If \(a\) is positive, the parabola opens upward, resembling a U-shape. But if \(a\) is negative, it opens downward, resembling an upside-down U-shape. Quadratic functions are found in many real-world scenarios such as projectile motion or optimal production problems.

The vertex form of a quadratic function provides a simple way to graph a parabola by revealing its vertex directly. This form is represented as:

• \(f(x) = a(x-h)^2 + k\)

where \(a\), \(h\), and \(k\) are constants. Here, \((h, k)\) is the vertex of the parabola. The vertex is a crucial point since it's the peak or the lowest point of the parabola, depending on whether it opens upwards or downwards.

To convert a quadratic function from standard form \(f(x) = ax^2 + bx + c\) to vertex form, we use the method of completing the square. This involves rearranging the function to reveal a perfect square trinomial. Completing the square allows us to more easily identify the vertex and better understand the shape of the graph.

Intercepts are the points where the graph of a function crosses the axes. For a quadratic function, we frequently look for both the x-intercepts and the y-intercept.

• X-intercepts: These are the points where the graph touches or crosses the x-axis. To find the x-intercepts, we set \(f(x) = 0\) and solve for \(x\). For example, in the quadratic function \(g(x) = (x + 3)^2 - 1\), the x-intercepts are calculated as \(x = -4\) and \(x = -2\).
• Y-intercept: This is the point where the graph touches or crosses the y-axis (at \(x = 0\)). To find the y-intercept, substitute \(0\) for \(x\) in the function. For the function \(g(x) = (x + 3)^2 - 1\), the y-intercept occurs at \((0, 8)\).

Intercepts are important because they provide points that help define the shape and position of the parabola on the graph.

Graphing quadratic functions, or parabolas, involves plotting key points to define their shape and position on the coordinate plane.
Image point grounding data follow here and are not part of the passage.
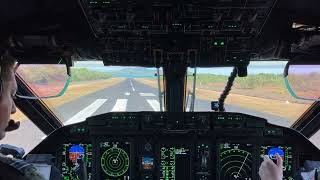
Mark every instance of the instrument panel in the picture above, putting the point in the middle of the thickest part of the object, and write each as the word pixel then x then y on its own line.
pixel 174 146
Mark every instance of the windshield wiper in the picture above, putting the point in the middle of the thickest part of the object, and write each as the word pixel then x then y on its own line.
pixel 219 105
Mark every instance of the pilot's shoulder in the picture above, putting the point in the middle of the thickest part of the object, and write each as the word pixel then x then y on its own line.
pixel 28 171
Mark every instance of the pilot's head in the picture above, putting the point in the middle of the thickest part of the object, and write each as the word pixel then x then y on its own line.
pixel 8 88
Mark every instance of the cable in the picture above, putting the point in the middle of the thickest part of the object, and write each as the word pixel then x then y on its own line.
pixel 227 89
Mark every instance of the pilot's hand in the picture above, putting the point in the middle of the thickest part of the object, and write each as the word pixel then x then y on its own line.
pixel 269 170
pixel 12 125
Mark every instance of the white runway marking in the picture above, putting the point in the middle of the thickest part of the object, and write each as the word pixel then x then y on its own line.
pixel 147 94
pixel 121 105
pixel 154 104
pixel 132 86
pixel 86 112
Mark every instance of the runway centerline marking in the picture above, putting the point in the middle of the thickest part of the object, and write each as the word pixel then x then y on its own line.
pixel 86 112
pixel 154 104
pixel 132 86
pixel 120 106
pixel 147 94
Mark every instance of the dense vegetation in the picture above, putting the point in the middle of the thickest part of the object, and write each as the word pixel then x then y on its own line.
pixel 83 74
pixel 249 82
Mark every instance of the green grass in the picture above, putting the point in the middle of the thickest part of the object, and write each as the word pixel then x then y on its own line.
pixel 83 74
pixel 249 82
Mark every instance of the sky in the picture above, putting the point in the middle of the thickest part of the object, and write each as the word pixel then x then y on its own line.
pixel 255 67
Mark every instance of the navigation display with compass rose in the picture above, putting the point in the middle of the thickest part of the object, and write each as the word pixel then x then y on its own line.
pixel 115 160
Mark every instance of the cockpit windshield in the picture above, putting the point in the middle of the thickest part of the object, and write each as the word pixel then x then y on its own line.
pixel 97 89
pixel 262 93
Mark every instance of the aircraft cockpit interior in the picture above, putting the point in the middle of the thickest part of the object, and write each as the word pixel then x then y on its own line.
pixel 164 90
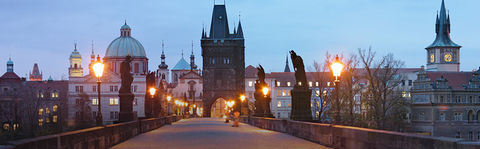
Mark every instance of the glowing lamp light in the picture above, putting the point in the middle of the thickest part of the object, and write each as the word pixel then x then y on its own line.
pixel 265 91
pixel 337 68
pixel 152 91
pixel 98 68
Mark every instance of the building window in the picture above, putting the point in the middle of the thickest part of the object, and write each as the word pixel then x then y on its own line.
pixel 54 94
pixel 113 101
pixel 458 116
pixel 442 116
pixel 421 116
pixel 79 89
pixel 5 126
pixel 136 67
pixel 94 101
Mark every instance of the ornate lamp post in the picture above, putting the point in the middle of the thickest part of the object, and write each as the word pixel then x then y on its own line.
pixel 242 98
pixel 265 93
pixel 337 67
pixel 98 68
pixel 168 105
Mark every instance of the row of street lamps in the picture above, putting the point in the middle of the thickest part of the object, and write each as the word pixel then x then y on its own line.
pixel 98 68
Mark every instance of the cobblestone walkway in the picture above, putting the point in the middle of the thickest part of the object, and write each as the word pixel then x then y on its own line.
pixel 210 133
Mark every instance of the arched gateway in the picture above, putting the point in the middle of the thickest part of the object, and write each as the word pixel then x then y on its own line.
pixel 219 108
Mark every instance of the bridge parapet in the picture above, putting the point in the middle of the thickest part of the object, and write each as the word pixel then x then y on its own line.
pixel 95 137
pixel 347 137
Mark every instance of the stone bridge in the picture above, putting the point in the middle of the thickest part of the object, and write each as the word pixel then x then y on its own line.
pixel 211 133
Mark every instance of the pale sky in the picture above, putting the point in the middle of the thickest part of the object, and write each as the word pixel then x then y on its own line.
pixel 45 31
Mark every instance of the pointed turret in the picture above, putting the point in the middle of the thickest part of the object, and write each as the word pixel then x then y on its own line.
pixel 287 69
pixel 9 65
pixel 442 28
pixel 219 27
pixel 163 65
pixel 240 30
pixel 35 75
pixel 192 60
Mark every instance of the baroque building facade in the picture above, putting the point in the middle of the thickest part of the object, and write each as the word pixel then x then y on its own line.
pixel 82 94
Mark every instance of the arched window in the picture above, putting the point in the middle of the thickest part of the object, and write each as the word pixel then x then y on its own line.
pixel 470 115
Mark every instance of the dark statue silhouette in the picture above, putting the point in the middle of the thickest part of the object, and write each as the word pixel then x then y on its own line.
pixel 260 106
pixel 301 94
pixel 126 97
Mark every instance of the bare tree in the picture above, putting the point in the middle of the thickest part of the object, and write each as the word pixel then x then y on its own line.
pixel 381 95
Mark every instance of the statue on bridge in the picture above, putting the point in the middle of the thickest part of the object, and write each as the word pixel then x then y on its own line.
pixel 301 94
pixel 262 108
pixel 126 97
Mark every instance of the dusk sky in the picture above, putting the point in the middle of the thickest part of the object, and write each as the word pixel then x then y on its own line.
pixel 45 31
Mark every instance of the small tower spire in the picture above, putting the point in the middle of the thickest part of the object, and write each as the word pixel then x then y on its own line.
pixel 163 65
pixel 239 30
pixel 92 56
pixel 287 69
pixel 192 60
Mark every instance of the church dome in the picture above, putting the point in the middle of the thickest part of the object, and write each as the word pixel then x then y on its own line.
pixel 182 64
pixel 125 45
pixel 75 53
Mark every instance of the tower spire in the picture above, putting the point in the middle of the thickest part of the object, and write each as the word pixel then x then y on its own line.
pixel 163 65
pixel 287 69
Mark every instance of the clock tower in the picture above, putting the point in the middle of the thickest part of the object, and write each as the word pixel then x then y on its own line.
pixel 443 54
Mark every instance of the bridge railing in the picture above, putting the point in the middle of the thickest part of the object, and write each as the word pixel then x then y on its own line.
pixel 347 137
pixel 95 137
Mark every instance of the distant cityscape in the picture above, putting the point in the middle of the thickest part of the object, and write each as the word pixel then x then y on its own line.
pixel 436 99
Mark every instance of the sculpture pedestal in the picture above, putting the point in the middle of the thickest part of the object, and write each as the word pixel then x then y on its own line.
pixel 126 107
pixel 301 109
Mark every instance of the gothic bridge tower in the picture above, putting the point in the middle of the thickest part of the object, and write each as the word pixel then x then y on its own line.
pixel 223 64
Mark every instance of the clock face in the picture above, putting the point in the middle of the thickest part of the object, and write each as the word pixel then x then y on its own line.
pixel 447 57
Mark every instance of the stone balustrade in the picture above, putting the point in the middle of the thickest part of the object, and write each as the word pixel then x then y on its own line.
pixel 95 137
pixel 345 137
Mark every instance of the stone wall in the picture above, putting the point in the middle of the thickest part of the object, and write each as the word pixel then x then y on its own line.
pixel 95 137
pixel 346 137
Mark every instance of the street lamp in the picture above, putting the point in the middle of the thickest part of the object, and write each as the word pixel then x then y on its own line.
pixel 152 91
pixel 98 68
pixel 265 93
pixel 337 67
pixel 242 98
pixel 168 105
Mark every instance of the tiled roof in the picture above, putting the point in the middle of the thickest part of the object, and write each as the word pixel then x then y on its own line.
pixel 456 80
pixel 9 75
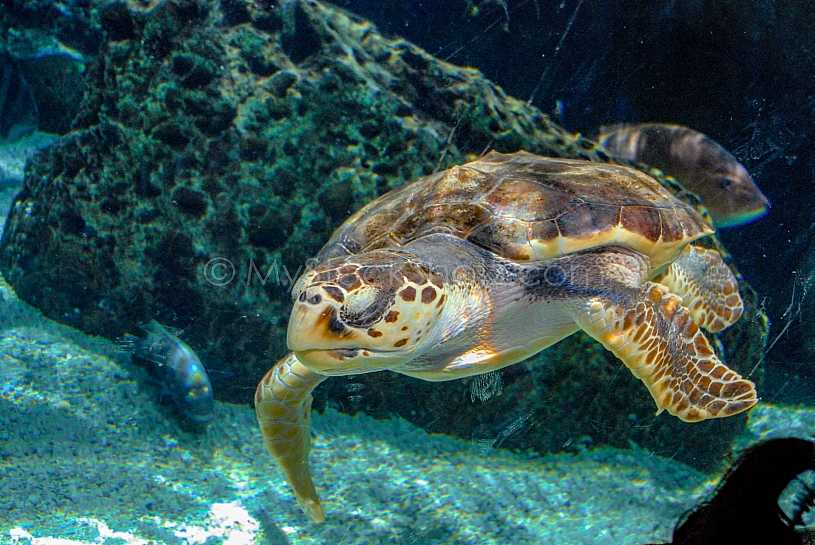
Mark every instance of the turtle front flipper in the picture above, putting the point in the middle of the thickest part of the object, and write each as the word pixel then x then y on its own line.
pixel 647 327
pixel 283 407
pixel 707 288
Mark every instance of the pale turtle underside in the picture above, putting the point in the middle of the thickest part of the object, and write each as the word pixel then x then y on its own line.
pixel 481 266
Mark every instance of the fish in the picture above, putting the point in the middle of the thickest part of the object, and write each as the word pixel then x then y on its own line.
pixel 19 116
pixel 743 509
pixel 698 163
pixel 179 369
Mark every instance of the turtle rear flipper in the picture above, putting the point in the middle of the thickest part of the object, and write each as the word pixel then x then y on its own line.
pixel 283 407
pixel 647 327
pixel 707 287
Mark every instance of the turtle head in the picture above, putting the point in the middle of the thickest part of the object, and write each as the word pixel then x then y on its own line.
pixel 365 313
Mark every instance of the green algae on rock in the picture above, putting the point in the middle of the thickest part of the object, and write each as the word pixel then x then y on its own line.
pixel 217 148
pixel 207 136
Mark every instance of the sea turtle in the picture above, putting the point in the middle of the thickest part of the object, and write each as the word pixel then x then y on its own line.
pixel 483 265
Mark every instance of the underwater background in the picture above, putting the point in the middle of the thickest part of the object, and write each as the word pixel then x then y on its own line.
pixel 170 142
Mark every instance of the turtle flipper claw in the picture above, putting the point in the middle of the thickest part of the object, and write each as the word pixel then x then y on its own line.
pixel 283 407
pixel 656 338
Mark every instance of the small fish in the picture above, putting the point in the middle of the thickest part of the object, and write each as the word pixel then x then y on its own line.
pixel 179 369
pixel 700 166
pixel 18 111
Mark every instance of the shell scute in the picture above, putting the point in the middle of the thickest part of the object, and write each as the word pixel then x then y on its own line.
pixel 526 207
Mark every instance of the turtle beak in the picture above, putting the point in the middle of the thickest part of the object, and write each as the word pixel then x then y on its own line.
pixel 314 324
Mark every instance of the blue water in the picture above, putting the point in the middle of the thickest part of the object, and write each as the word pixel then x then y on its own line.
pixel 92 452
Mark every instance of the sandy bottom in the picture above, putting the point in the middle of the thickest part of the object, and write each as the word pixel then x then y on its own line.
pixel 88 456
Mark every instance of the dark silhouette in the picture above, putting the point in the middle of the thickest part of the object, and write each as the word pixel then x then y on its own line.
pixel 744 508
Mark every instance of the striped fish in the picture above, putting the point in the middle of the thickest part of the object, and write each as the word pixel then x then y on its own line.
pixel 699 165
pixel 179 369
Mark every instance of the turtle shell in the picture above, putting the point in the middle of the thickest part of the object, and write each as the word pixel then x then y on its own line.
pixel 526 207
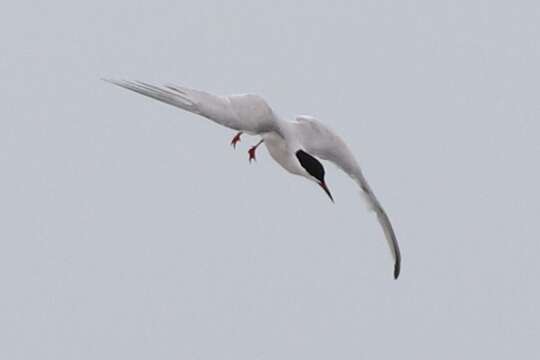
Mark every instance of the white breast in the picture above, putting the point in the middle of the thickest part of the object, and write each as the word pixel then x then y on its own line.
pixel 281 153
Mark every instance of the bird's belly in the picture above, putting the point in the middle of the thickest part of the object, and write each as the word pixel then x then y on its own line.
pixel 279 151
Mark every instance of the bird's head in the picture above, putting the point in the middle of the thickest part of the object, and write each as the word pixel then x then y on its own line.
pixel 314 170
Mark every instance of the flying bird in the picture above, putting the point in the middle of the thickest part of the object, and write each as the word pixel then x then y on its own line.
pixel 295 145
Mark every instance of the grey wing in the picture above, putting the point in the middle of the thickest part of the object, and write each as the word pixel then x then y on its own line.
pixel 248 113
pixel 320 141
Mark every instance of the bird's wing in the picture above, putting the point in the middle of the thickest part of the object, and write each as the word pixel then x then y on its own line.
pixel 322 142
pixel 248 113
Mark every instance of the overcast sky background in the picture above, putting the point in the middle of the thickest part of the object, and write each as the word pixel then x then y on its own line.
pixel 133 230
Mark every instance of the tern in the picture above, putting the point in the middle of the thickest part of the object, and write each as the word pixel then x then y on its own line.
pixel 295 145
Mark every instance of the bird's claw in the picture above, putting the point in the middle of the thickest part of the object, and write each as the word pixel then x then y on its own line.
pixel 251 153
pixel 235 140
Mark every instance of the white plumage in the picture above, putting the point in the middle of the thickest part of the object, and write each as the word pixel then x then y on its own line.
pixel 295 145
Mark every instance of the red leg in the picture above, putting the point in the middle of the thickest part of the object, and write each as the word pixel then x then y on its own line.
pixel 236 139
pixel 251 151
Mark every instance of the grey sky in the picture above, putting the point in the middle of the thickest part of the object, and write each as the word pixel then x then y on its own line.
pixel 131 229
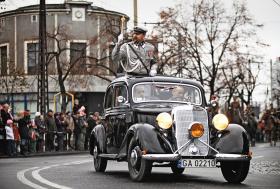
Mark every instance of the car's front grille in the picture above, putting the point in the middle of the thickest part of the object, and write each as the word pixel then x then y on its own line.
pixel 183 117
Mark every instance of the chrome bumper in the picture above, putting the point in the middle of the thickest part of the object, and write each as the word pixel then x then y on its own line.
pixel 175 157
pixel 162 157
pixel 232 157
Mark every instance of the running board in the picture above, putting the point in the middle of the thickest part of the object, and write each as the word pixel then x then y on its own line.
pixel 108 156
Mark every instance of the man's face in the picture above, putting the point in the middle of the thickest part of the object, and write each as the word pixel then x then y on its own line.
pixel 6 107
pixel 138 36
pixel 178 92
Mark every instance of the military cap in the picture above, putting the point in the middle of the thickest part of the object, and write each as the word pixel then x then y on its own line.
pixel 138 29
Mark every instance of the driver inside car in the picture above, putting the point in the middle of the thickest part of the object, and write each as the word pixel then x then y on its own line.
pixel 139 94
pixel 178 94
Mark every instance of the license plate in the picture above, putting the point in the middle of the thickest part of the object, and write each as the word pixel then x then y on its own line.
pixel 197 163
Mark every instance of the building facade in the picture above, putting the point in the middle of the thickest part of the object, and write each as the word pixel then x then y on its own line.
pixel 79 43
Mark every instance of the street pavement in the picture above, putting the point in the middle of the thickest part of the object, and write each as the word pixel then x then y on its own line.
pixel 76 171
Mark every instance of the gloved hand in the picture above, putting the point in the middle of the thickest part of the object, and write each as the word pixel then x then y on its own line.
pixel 120 38
pixel 153 73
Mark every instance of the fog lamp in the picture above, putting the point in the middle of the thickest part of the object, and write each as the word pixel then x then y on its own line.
pixel 164 120
pixel 196 129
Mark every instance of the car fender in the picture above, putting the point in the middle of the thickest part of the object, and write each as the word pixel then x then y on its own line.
pixel 148 137
pixel 98 134
pixel 233 140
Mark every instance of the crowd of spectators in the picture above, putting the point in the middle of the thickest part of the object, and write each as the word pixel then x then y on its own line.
pixel 56 131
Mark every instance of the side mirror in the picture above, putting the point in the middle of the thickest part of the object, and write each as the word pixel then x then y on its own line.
pixel 213 103
pixel 120 99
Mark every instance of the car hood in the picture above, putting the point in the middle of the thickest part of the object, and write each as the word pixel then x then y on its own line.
pixel 154 107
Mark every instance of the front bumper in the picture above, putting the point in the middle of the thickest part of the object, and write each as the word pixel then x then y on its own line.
pixel 175 157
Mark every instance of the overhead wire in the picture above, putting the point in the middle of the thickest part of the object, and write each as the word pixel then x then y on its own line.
pixel 276 2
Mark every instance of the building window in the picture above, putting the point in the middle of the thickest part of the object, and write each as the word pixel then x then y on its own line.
pixel 2 22
pixel 32 58
pixel 78 52
pixel 78 14
pixel 4 60
pixel 34 18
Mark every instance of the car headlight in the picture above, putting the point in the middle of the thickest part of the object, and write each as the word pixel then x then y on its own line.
pixel 196 129
pixel 220 122
pixel 164 120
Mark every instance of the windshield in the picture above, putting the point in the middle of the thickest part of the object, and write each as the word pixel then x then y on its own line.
pixel 167 92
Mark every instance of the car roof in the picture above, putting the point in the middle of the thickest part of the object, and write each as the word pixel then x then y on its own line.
pixel 131 80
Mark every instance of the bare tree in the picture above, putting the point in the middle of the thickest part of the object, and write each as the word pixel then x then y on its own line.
pixel 201 39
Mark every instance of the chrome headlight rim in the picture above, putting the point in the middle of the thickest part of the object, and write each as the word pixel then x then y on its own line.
pixel 194 133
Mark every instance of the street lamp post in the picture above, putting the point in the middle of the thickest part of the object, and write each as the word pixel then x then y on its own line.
pixel 42 99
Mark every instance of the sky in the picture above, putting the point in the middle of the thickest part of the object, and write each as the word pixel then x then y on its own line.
pixel 265 12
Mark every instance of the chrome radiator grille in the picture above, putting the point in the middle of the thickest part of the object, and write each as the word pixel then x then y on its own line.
pixel 183 117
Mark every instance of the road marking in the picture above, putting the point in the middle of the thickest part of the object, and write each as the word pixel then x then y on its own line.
pixel 38 177
pixel 21 177
pixel 257 157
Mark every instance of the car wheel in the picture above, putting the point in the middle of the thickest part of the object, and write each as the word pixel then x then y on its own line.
pixel 235 172
pixel 176 170
pixel 138 168
pixel 100 163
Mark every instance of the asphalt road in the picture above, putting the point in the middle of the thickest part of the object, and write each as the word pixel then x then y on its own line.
pixel 76 171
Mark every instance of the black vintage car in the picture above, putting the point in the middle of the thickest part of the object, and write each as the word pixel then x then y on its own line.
pixel 163 121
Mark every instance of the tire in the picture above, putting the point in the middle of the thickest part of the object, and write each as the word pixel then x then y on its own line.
pixel 139 169
pixel 235 172
pixel 100 163
pixel 176 170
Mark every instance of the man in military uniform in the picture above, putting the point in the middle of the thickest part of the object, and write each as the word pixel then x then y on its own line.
pixel 136 57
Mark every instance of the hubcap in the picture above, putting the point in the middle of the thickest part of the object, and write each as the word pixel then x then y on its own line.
pixel 133 157
pixel 95 152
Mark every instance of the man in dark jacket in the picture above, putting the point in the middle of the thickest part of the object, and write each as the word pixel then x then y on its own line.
pixel 23 125
pixel 5 113
pixel 61 125
pixel 91 124
pixel 51 130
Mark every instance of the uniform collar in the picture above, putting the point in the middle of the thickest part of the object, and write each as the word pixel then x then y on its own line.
pixel 139 44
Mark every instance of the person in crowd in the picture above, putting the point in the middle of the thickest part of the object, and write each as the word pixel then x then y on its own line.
pixel 268 125
pixel 61 125
pixel 33 136
pixel 2 134
pixel 41 128
pixel 23 124
pixel 91 121
pixel 138 55
pixel 84 125
pixel 76 106
pixel 77 130
pixel 17 137
pixel 51 130
pixel 80 128
pixel 97 118
pixel 5 113
pixel 250 124
pixel 275 128
pixel 69 129
pixel 11 149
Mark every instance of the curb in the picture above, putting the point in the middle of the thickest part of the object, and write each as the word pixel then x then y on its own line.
pixel 42 154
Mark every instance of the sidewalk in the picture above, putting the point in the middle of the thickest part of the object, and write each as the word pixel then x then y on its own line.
pixel 266 145
pixel 41 154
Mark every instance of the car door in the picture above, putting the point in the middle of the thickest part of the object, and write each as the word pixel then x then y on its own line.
pixel 116 117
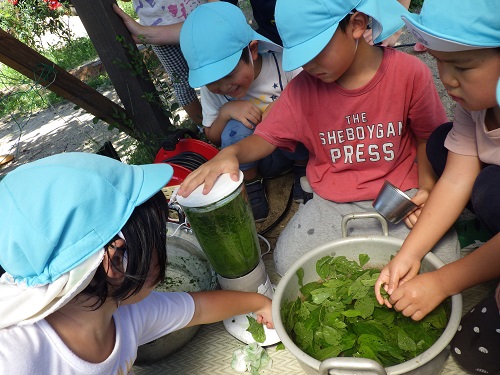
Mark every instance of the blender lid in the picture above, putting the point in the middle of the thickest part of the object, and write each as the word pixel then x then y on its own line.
pixel 223 187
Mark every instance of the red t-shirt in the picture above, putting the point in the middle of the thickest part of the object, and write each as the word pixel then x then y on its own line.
pixel 358 138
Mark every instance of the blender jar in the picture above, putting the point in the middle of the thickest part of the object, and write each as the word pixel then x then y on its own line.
pixel 223 224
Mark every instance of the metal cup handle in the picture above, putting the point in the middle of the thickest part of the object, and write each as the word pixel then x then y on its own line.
pixel 350 365
pixel 364 215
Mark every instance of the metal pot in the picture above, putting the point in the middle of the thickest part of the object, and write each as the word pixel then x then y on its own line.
pixel 188 270
pixel 379 249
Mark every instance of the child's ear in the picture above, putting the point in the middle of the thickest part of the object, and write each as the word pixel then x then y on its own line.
pixel 113 263
pixel 254 49
pixel 359 22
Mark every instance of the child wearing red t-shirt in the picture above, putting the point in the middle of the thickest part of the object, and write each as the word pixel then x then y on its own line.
pixel 364 113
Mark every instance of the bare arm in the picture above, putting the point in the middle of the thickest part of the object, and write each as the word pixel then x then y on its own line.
pixel 444 206
pixel 426 182
pixel 447 201
pixel 422 294
pixel 243 111
pixel 214 306
pixel 228 160
pixel 157 35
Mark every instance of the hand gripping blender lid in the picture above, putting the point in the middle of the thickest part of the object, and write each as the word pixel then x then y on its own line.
pixel 223 223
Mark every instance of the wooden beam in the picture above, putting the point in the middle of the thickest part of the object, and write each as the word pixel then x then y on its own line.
pixel 103 26
pixel 27 61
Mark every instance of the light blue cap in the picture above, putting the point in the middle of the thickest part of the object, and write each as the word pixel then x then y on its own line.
pixel 306 26
pixel 212 38
pixel 57 211
pixel 456 25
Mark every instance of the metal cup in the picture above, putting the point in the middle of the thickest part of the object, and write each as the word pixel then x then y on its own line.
pixel 392 203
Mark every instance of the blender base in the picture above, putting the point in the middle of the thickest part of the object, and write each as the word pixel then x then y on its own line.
pixel 255 281
pixel 237 326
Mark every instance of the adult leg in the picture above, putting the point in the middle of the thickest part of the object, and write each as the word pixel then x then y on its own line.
pixel 175 65
pixel 475 345
pixel 436 152
pixel 485 199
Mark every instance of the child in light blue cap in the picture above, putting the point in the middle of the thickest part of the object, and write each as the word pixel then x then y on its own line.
pixel 240 75
pixel 83 244
pixel 464 38
pixel 364 112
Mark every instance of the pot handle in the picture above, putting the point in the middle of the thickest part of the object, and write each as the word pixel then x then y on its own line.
pixel 350 365
pixel 364 215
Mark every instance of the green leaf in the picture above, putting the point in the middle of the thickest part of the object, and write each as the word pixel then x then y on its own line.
pixel 405 342
pixel 300 276
pixel 351 313
pixel 256 329
pixel 363 259
pixel 280 346
pixel 365 306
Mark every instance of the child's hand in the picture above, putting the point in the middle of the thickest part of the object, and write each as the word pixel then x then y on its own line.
pixel 399 270
pixel 419 199
pixel 223 162
pixel 243 111
pixel 418 296
pixel 264 315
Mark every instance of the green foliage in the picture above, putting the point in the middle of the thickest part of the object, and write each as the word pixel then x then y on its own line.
pixel 340 316
pixel 256 329
pixel 29 20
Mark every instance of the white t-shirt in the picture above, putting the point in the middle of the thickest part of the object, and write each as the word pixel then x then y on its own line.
pixel 164 12
pixel 469 136
pixel 264 90
pixel 37 349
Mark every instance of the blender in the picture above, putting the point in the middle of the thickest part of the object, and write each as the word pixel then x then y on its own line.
pixel 223 223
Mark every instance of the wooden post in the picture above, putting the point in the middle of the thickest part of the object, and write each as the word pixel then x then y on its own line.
pixel 103 26
pixel 27 61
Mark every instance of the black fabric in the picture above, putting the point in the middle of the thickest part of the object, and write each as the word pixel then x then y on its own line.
pixel 476 344
pixel 263 13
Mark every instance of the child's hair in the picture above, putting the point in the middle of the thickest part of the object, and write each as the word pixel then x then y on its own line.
pixel 345 21
pixel 245 55
pixel 145 235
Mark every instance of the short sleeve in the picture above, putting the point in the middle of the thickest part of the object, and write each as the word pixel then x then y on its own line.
pixel 462 137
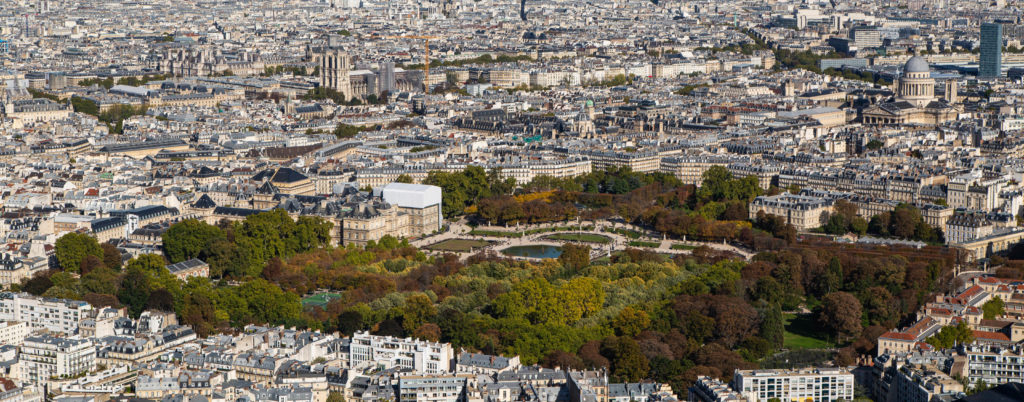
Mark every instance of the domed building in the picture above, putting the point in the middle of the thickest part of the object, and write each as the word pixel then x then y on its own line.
pixel 914 102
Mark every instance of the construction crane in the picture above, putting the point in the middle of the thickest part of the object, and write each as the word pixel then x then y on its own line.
pixel 426 56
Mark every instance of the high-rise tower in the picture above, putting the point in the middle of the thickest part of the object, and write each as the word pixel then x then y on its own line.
pixel 990 62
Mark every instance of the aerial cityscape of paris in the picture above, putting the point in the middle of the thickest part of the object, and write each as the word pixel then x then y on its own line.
pixel 511 200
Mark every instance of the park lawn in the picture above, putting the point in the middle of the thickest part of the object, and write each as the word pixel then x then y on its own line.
pixel 495 233
pixel 320 300
pixel 802 332
pixel 458 244
pixel 585 237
These points include the vertex, intercepts, and other interesting points revealed by symmetry.

Here’s a simple guide to graphing a parabola:

• Identify the vertex from the vertex form \((h, k)\) and plot it on the graph.
• Find and plot the x-intercepts, if they exist, by solving for when \(f(x) = 0\).
• Determine the y-intercept by calculating \(f(0)\) and plot it.
• Use symmetry around the vertex to plot additional points, ensuring you accurately reflect the curve's shape.
• Since \(a\) in the vertex form dictates the direction the parabola opens (upward for positive \(a\), downward for negative \(a\)), you can confirm the general shape before you complete the graph.

Once these points are plotted, draw a smooth and continuous curve through them to reveal the parabola's shape. This curve represents the path of the quadratic function across the graph.